Monrovia – The former head of the National Transitional Government of Liberia (NTGL), Dr. Amos Sawyer is shedding some light on a lingering issue which has been dogging the political career of former Vice President Joseph Boakai, regarding his dismissal from the Liberia Petroleum Refinery Company (LPRC).
Mr. Boakai, who is vying for the candidacy to head the ticket of the opposition Collaborating Political Parties (CPP), has always maintained his innocence over allegation of corruption when he served at the refinery as Managing Director during the NTGL era when Dr. Sawyer was head of state.
Speaking to OK FM this week, Dr. Sawyer who recently announced his retirement from active politics laid to rest the accusation and claims of corruption against the formal VP by taking responsibility the character assignations Boakai has faced over the years.
Said Dr. Sawyer: “Joe Boakai did not steal money. He was never accused of stealing money. We were in a government that was fictional, and the support of that government depended on the support we received from all the parties. One member of that government who was very influential wanted Joe Boakai removed from the position at LPRC and she engineered it because her son was in the petroleum business, and she harassed us until we made some changes which is unfortunate, and we take responsibility. So, that good man should not be maligned because of me.”
According to Dr. Sawyer, there is no record of the former vice president stealing and whatever happened was a political move in fictional government whose legitimacy depended on all support they could get from all the members of the transitional legislative assembly.
“Joe Boakai did not steal money. He was never accused of stealing money. We were in a government that was fictional, and the support of that government depended on the support we received from all the parties. One member of that government who was very influential wanted Joe Boakai removed from the position at LPRC and she engineered it because her son was in the petroleum business, and she harassed us until we made some changes which is unfortunate, and we take responsibility. So, that good man should not be maligned because of me.”

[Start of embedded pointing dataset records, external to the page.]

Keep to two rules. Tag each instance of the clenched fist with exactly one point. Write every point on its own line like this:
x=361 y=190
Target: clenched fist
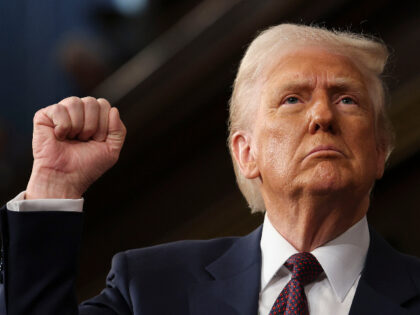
x=74 y=143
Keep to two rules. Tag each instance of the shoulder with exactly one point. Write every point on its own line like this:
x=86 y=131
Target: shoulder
x=412 y=264
x=173 y=257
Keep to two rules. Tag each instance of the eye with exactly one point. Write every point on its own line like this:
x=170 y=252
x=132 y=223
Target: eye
x=291 y=100
x=348 y=101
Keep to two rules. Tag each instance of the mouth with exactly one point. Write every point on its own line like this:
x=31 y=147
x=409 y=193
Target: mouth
x=325 y=151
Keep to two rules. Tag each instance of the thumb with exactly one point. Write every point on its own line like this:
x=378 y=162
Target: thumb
x=116 y=130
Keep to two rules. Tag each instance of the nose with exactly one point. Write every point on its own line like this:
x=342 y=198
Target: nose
x=321 y=116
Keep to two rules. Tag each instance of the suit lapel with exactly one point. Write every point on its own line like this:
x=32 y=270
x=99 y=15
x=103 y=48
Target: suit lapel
x=385 y=284
x=236 y=283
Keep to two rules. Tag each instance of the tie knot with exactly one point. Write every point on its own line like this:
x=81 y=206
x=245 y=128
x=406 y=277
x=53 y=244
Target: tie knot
x=304 y=267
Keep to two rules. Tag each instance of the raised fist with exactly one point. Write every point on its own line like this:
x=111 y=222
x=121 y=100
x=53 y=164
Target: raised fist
x=74 y=143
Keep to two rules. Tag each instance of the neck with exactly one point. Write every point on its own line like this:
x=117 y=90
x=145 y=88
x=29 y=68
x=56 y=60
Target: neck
x=312 y=221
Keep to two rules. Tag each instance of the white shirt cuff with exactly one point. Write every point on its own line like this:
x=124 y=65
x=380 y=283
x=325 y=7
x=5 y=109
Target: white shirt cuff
x=20 y=204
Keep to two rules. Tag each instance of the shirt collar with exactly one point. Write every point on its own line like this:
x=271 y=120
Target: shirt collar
x=342 y=258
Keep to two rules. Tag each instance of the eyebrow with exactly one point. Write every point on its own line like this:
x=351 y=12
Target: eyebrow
x=339 y=84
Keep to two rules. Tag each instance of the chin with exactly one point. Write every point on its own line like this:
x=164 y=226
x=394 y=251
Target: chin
x=326 y=178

– Dr. Amos C. Sawyer, Former Chair, National Transitional Government of Liberia
Dr. Sawyer’s exit from politics caps a stellar political career going back to the 1970s when he ran for Mayor against Francis Chu-Chu Horton.
A 1966 graduate of Liberia College, now the University of Liberia, Dr. Sawyer traveled to the United States for graduate work, earning an M.A. and Ph.D. degree in political science from Northwestern University in metropolitan Chicago, Illinois.
After his return, Dr. Sawyer worked as an academic, but also became an activist and politician. He ran for the position of Mayor of Monrovia, the capital, as an independent rather than within the ruling True Whig Party (TWP) which dominated the country for more than 100 years.
After the military coup d’etat on April 12, 1980, which brought Samuel K. Doe to power, Dr, Sawyer returned to academia for a time, taking a position as a professor of political science at the University of Liberia.
In December 1980, he was appointed Dean of the College of Social Sciences and acting director of the University. He was a founding member of the Movement of Justice in Africa (MOJA) and in 1983 he founded the Liberian People’s Party (LPP).
In 1992, Dr, Sawyer wrote The Emergence of Autocracy in Liberia: Tragedy and Challenge, in this book, he depicts how dictatorial control rose up out of a custom of patrimonial power, with the privileges of administration tirelessly brought together and amassed in the possession of progressive presidents.
This example of absolutism, which was not in itself oppressive, finished in the military tyranny.
Such leaders extended Dr. Sawyer’s one-year appointment for four years during the civil war fought against rebels led largely by Taylor, Johnson, and David Nimely.
In 1994, Dr. Sawyer was forced to step down as a part of the peace process, and subsequently the role of official leader of Liberia was held not by the president, but by the Chairmen of the Council of State.
Fighting sparked again in 1996 and continued during the Taylor presidency from 1997 to 2003.
Dr. Sawyer returned to the US for a period, invited to serve as Associate Director and Research Scholar, Workshop in Political Theory and Policy Analysis in the Department of Political Science at Indiana University in Bloomington, Indiana.
He is also the former Chairman of the Governance Commission.
Dr. Sawyer was regarded for playing a fatherly in mitigating and helping to amicably resolve issues, misunderstandings or crisis between the Sirleaf-led government and its political opponents, youth, student grouping and other pressure groups.